We have a problem now, the home_state of every president from Virginia has been changed to Massachusetts. We can't just fix the problem the same way it was introduced either:
UPDATE us_presidents
SET home_state = 'Virginia'
WHERE home_state = 'Massachusetts';
SELECT first_name, middle_name, last_name, home_state
FROM us_presidents
ORDER BY number;
first_name | middle_name | last_name | home_state |
---|---|---|---|
George | Washington | Virginia | |
John | Adams | Virginia | |
Thomas | Jefferson | Virginia | |
James | Madison | Virginia | |
James | Monroe | Virginia | |
John | Quincy | Adams | Virginia |
Andrew | Jackson | Tennessee | |
Martin | Van | Buren | New Amsterdam |
William | Henreigh | Harrison |
(9 rows)
While we've correctly set the home_state of Washington, Jefferson, Madison, and Monroe back to Virginia, we've also incorrectly done the same for both John Adams and John Quincy Adams! If we were not working within a TRANSACTION as before, we'd have to choice but to manually UPDATE the afflicted rows to correct them. However thankfully we can simply run:
ROLLBACK;
SELECT first_name, middle_name, last_name, home_state
FROM us_presidents
ORDER BY number;
first_name | middle_name | last_name | home_state |
---|---|---|---|
George | Washington | Virginia | |
John | Adams | Massachusetts | |
Thomas | Jefferson | Virginia | |
James | Madison | Virginia | |
James | Monroe | Virginia | |
John | Quincy | Adams | Massachusetts |
Andrew | Jackson | Tennessee | |
Martin | Van | Buren | New Amsterdam |
William | Henreigh | Harrison |
(9 rows)
By invoking the ROLLBACK command, we've successfully undone everything since the BEGIN TRANSACTION statement. Note that calling ROLLBACK also ends the current TRANSACTION.
If we are happy with the work done within a TRANSACTION and wish to keep it, we need to use the COMMIT statement instead:
BEGIN TRANSACTION;
UPDATE us_states
SET name = 'New York'
WHERE name = 'New Amsterdam';
COMMIT;
Now that we've COMMITed our changes, the TRANSACTION is complete, and we lose the chance to ROLLBACK the work. This is in adherence to the Durability principle of ACID.
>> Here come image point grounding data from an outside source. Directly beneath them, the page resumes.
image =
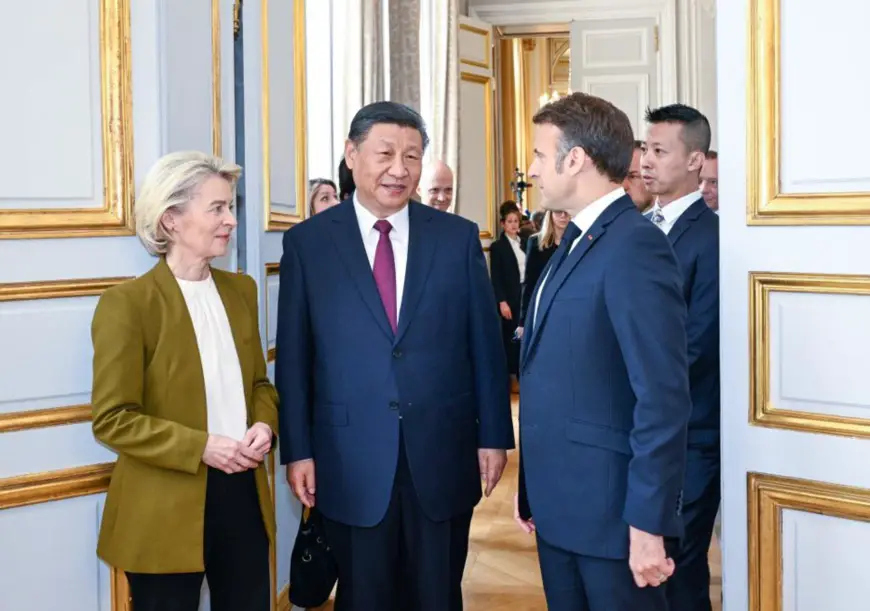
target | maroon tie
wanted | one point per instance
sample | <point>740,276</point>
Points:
<point>385,272</point>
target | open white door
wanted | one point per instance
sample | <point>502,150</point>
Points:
<point>476,175</point>
<point>795,304</point>
<point>273,33</point>
<point>618,60</point>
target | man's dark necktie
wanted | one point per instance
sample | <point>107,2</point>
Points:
<point>572,232</point>
<point>384,271</point>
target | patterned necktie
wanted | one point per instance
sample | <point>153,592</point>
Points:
<point>657,217</point>
<point>385,272</point>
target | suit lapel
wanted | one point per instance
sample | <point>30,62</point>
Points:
<point>351,250</point>
<point>554,283</point>
<point>187,356</point>
<point>685,221</point>
<point>239,319</point>
<point>421,252</point>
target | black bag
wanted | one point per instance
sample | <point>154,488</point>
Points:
<point>313,570</point>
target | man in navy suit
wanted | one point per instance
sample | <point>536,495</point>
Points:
<point>676,146</point>
<point>392,377</point>
<point>604,387</point>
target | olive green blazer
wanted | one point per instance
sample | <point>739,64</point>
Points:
<point>149,406</point>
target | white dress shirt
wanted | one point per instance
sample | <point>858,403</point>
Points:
<point>399,238</point>
<point>516,246</point>
<point>673,211</point>
<point>222,373</point>
<point>584,220</point>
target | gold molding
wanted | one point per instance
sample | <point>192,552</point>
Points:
<point>43,418</point>
<point>487,65</point>
<point>486,81</point>
<point>216,111</point>
<point>768,496</point>
<point>57,289</point>
<point>766,203</point>
<point>53,289</point>
<point>280,221</point>
<point>762,411</point>
<point>49,486</point>
<point>272,269</point>
<point>36,488</point>
<point>115,216</point>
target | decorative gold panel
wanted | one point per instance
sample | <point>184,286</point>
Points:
<point>65,484</point>
<point>272,269</point>
<point>487,45</point>
<point>216,135</point>
<point>55,289</point>
<point>768,496</point>
<point>280,221</point>
<point>766,204</point>
<point>762,411</point>
<point>115,217</point>
<point>488,232</point>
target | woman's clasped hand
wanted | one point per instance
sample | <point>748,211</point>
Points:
<point>231,456</point>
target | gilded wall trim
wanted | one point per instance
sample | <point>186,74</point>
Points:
<point>762,411</point>
<point>38,488</point>
<point>280,221</point>
<point>51,486</point>
<point>766,203</point>
<point>53,289</point>
<point>768,497</point>
<point>115,216</point>
<point>487,232</point>
<point>487,46</point>
<point>43,418</point>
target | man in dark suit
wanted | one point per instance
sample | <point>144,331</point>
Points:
<point>391,374</point>
<point>604,388</point>
<point>677,142</point>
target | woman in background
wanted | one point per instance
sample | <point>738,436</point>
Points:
<point>322,194</point>
<point>507,271</point>
<point>540,248</point>
<point>180,393</point>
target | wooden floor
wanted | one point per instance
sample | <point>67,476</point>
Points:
<point>502,571</point>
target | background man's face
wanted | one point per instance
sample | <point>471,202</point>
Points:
<point>710,183</point>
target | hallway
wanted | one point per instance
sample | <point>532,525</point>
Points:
<point>502,571</point>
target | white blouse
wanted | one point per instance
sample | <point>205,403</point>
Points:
<point>224,389</point>
<point>516,246</point>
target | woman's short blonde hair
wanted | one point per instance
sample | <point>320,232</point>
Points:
<point>170,184</point>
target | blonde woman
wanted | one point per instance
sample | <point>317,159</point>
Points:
<point>322,194</point>
<point>540,248</point>
<point>180,393</point>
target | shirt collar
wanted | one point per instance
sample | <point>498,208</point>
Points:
<point>586,217</point>
<point>675,209</point>
<point>399,220</point>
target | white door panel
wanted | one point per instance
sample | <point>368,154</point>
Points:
<point>794,206</point>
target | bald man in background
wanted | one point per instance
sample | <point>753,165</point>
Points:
<point>436,186</point>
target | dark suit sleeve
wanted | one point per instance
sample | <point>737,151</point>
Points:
<point>293,348</point>
<point>643,293</point>
<point>118,389</point>
<point>492,382</point>
<point>496,261</point>
<point>264,398</point>
<point>533,272</point>
<point>702,329</point>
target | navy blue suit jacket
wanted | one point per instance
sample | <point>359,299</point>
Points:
<point>604,390</point>
<point>695,240</point>
<point>346,382</point>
Speaking of ACID principles, let's more closely examine Atomicity principle, which asserts that a TRANSACTION must either completely succeed or completely fail. That means that if there is an error anywhere within a TRANSACTION, all statements within that TRANSACTION, even those that executed without error will automatically be rolled back, even if the transaction ends with the COMMIT statement:
BEGIN TRANSACTION;
UPDATE us_presidents
SET first_name = 'Johnathan'
WHERE first_name = 'John';
UPDATE us_presidents
SET home_state = 'Ohiio'
WHERE last_name = 'Harrison';
COMMIT;
ERROR: insert or update on table "us_presidents" violates foreign key constraint "fk_us_presidents_us_states"
DETAIL: Key (home_state)=(Ohiio) is not present in table "us_states".
Here we tried to rename both John Adams to Johnathan Adams, we also tried to set William "Henreigh" Harrison's home state to "Ohiio" again which, as demonstrated in the previous post fails due to the FOREIGN KEY CONSTRAINT we've placed on home_state.
SELECT first_name
FROM us_presidents
ORDER BY number;
first_name |
---|
George |
John |
Thomas |
James |
James |
John |
Andrew |
Martin |
William |
(9 rows)
Because there was an error in the TRANSACTION, the "Johnathan" UPDATEs were rolled back.
In the next post we'll cover VIEWs, PRODCEDUREs, and FUNCTIONs.
* The database designer can determine what is and is not a valid state. An example of when this could come in handy is if you manage the backend database for a bank. Imagine you're implementing logic to allow your users to perform internal transfers; you could add a constraint dictating that in order for this transaction to be valid the total amount of money between the two accounts must be the same before and after the transaction. This would ensure that if money is subtracted from one account, it's added to another (and vice versa). If, after performing the TRANSACTION, the sum of money between the accounts is different than it was before the constraint would be violated, and a ROLLBACK would automatically be executed.